2016.09.25 The Talker

The Business Leader Association Handbook (BLAH) famously divided employees of the entire world into 2 types – those who can talk comfortably about things they have no idea about (the talker) and those who can’t (the doer). According to the Association, talkers are generally better for the managerial positions because “the unlimited supply of the seemingly useless speech is, in some rare cases, able to disorient the minds of their customers, and even more likely, able to trick the minds of their own management.”

Interestingly, due to their intrinsic inability to listen and observe, talkers are more likely to be attracted to their own kind, thus gradually and inevitably turning the whole management into a tons of colorful PowerPoints. “The expansion of talkers in the management positions around the globe”, as the Handbook pointed out in its 2011 Edition, “drastically expedited the development of Voice of Internet Protocol, which in turn made it financially even more possible to convert more talkers into managers”. (trivia of the day: the 2011 Edition is probably the second most sought-after copy throughout the history of BLAH publication, second only to the 2014 Edition which featured Sam Nablah as the new Macrosoft CEO on its cover)

While most of the inspired talker-to-be have to spend many years of their professional career perfecting their skills, some are simply born with it. The best talker I’ve personally worked with was so good at it that when he talks, his words form an invisible bubble which shelled him not only from the outside world but also from himself. He only needed 1 or 2 minutes to warm himself up before becoming completely free from any technical, commercial, physical and mathematical constraints to do business with. The only time I needed to wake him up was when we’re about to commit to things illegal.

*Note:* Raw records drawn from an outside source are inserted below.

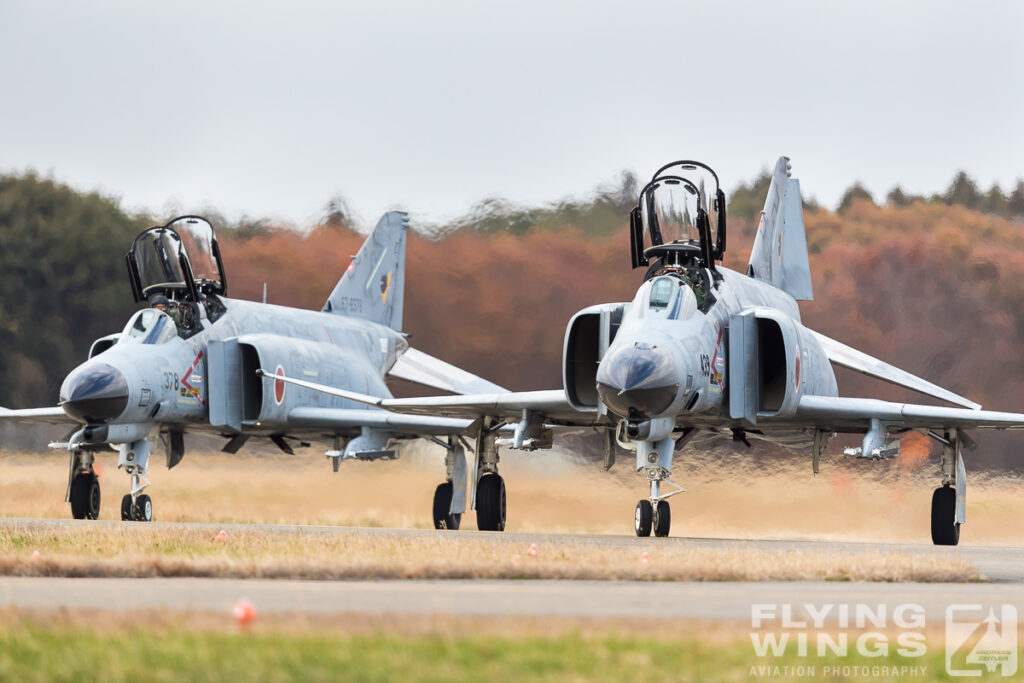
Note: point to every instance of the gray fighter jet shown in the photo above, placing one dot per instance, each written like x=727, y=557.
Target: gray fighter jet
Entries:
x=704, y=353
x=188, y=361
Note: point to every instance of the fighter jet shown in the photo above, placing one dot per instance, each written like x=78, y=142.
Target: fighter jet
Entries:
x=704, y=353
x=187, y=363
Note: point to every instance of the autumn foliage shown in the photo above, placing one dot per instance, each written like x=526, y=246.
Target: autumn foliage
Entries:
x=933, y=288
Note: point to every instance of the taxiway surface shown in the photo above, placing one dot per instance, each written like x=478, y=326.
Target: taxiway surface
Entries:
x=1003, y=568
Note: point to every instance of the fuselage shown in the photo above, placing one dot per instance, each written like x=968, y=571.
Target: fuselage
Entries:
x=670, y=357
x=152, y=375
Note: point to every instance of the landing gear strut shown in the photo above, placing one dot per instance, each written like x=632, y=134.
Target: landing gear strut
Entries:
x=134, y=459
x=491, y=503
x=83, y=484
x=488, y=495
x=85, y=496
x=654, y=458
x=450, y=497
x=949, y=500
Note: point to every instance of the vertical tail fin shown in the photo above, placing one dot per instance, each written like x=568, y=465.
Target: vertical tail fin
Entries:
x=779, y=253
x=374, y=286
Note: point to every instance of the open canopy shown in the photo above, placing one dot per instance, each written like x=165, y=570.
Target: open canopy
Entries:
x=180, y=259
x=680, y=215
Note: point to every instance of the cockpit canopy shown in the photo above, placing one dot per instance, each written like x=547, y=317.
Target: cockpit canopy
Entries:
x=180, y=260
x=681, y=213
x=667, y=298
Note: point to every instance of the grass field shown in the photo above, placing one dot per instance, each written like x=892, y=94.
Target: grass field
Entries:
x=728, y=495
x=159, y=550
x=730, y=498
x=195, y=648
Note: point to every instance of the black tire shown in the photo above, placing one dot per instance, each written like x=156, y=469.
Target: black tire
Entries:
x=442, y=504
x=85, y=497
x=945, y=530
x=663, y=520
x=491, y=503
x=643, y=517
x=143, y=509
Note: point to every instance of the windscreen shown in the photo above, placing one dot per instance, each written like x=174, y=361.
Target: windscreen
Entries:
x=670, y=212
x=156, y=255
x=148, y=327
x=197, y=239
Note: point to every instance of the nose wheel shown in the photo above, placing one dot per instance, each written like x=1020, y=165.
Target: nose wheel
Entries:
x=85, y=496
x=651, y=517
x=140, y=511
x=443, y=517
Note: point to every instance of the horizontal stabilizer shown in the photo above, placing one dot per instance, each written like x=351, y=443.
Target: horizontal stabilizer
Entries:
x=840, y=414
x=849, y=357
x=414, y=366
x=552, y=403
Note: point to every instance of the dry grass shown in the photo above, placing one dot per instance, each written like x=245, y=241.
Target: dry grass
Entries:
x=729, y=495
x=139, y=551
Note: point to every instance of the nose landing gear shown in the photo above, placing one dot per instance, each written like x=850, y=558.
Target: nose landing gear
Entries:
x=134, y=459
x=654, y=458
x=84, y=495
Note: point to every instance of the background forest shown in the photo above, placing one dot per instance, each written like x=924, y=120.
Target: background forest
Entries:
x=934, y=285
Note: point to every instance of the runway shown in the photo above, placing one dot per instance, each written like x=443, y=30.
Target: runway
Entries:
x=728, y=601
x=1003, y=568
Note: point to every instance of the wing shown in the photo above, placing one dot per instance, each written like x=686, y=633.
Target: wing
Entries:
x=846, y=356
x=421, y=368
x=53, y=416
x=838, y=414
x=331, y=419
x=553, y=403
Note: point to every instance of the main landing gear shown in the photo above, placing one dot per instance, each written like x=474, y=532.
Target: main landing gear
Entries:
x=488, y=494
x=949, y=500
x=945, y=528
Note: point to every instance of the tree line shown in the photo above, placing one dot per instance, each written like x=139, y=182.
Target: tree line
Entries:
x=934, y=286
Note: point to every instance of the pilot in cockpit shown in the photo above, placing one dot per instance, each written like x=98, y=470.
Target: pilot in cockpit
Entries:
x=160, y=302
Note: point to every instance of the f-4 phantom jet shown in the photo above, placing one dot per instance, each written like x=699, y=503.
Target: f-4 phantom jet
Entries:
x=704, y=353
x=188, y=361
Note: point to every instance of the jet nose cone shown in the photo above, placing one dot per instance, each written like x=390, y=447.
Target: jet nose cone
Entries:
x=641, y=380
x=94, y=393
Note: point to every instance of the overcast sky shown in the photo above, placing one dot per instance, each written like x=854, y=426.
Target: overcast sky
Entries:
x=270, y=109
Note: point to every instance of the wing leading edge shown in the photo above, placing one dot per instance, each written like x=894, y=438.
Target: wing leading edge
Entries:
x=854, y=415
x=849, y=357
x=552, y=403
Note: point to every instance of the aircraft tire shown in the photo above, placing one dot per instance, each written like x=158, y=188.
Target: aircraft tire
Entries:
x=442, y=504
x=643, y=518
x=945, y=529
x=143, y=509
x=491, y=503
x=663, y=520
x=85, y=496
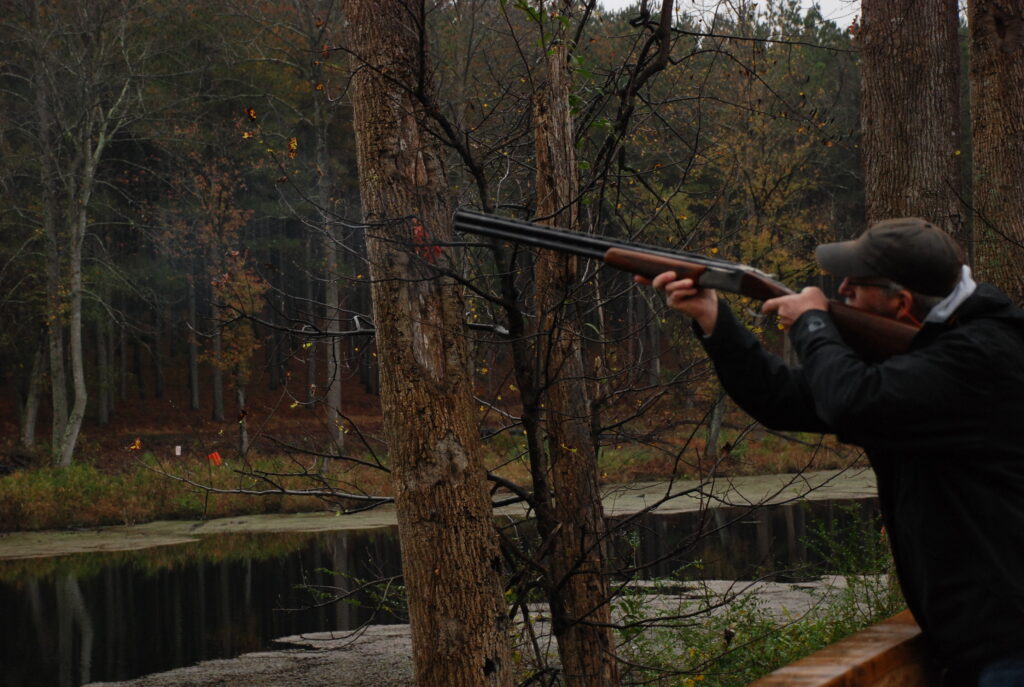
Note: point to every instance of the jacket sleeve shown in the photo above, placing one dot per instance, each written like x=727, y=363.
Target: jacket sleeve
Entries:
x=758, y=381
x=908, y=399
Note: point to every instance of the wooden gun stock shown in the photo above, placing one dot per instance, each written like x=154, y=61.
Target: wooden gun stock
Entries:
x=872, y=336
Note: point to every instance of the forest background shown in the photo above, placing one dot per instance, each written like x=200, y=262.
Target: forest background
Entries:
x=183, y=259
x=226, y=258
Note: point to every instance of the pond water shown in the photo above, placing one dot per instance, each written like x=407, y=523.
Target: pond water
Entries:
x=73, y=619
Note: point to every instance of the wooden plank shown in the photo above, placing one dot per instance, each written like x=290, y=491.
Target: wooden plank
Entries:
x=888, y=654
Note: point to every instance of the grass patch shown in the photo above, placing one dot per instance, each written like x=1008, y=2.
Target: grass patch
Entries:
x=85, y=496
x=718, y=641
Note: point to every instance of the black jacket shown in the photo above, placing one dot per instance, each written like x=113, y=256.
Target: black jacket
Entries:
x=943, y=427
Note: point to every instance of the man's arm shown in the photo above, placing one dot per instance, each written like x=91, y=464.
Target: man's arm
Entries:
x=760, y=382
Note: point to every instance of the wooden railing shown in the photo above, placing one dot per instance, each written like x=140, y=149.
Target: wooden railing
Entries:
x=887, y=654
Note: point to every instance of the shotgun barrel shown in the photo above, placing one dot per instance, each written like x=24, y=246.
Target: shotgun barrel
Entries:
x=873, y=337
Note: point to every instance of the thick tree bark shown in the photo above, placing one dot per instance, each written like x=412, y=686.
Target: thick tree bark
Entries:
x=579, y=589
x=451, y=561
x=997, y=134
x=910, y=111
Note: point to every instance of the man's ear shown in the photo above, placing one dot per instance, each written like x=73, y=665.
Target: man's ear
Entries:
x=905, y=306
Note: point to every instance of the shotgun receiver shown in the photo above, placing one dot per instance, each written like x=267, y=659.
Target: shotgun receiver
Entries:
x=873, y=337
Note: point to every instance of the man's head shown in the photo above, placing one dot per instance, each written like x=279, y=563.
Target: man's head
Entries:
x=895, y=266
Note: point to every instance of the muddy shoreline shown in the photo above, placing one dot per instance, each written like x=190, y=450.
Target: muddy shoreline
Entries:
x=381, y=654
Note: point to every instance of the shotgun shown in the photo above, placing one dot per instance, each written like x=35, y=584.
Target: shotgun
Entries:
x=873, y=337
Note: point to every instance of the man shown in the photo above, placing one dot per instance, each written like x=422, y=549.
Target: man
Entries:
x=942, y=425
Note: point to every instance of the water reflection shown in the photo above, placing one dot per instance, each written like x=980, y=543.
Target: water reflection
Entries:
x=153, y=610
x=73, y=619
x=741, y=543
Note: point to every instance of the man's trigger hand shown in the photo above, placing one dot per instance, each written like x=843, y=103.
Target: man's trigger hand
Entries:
x=791, y=307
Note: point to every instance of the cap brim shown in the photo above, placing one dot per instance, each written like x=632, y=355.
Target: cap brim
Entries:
x=842, y=259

With him, it had been extremely efficient for the company to pin-point to that 1% of the “target customer”, who are almost certainly another group of talkers and, with whom we could easily secure at least 20 more conference calls in the next 3 months without actually doing anything. That’s when I started to believe the Handbook, the VoIP technology that many of us take for granted nowadays, had been indeed fostered by the unsung talkers.

It was quite sad that 2 years later he chose to leave us to join a bigger MNC after realising that our company plans only to do business on Earth. I can’t imagine how disappointing he must have felt.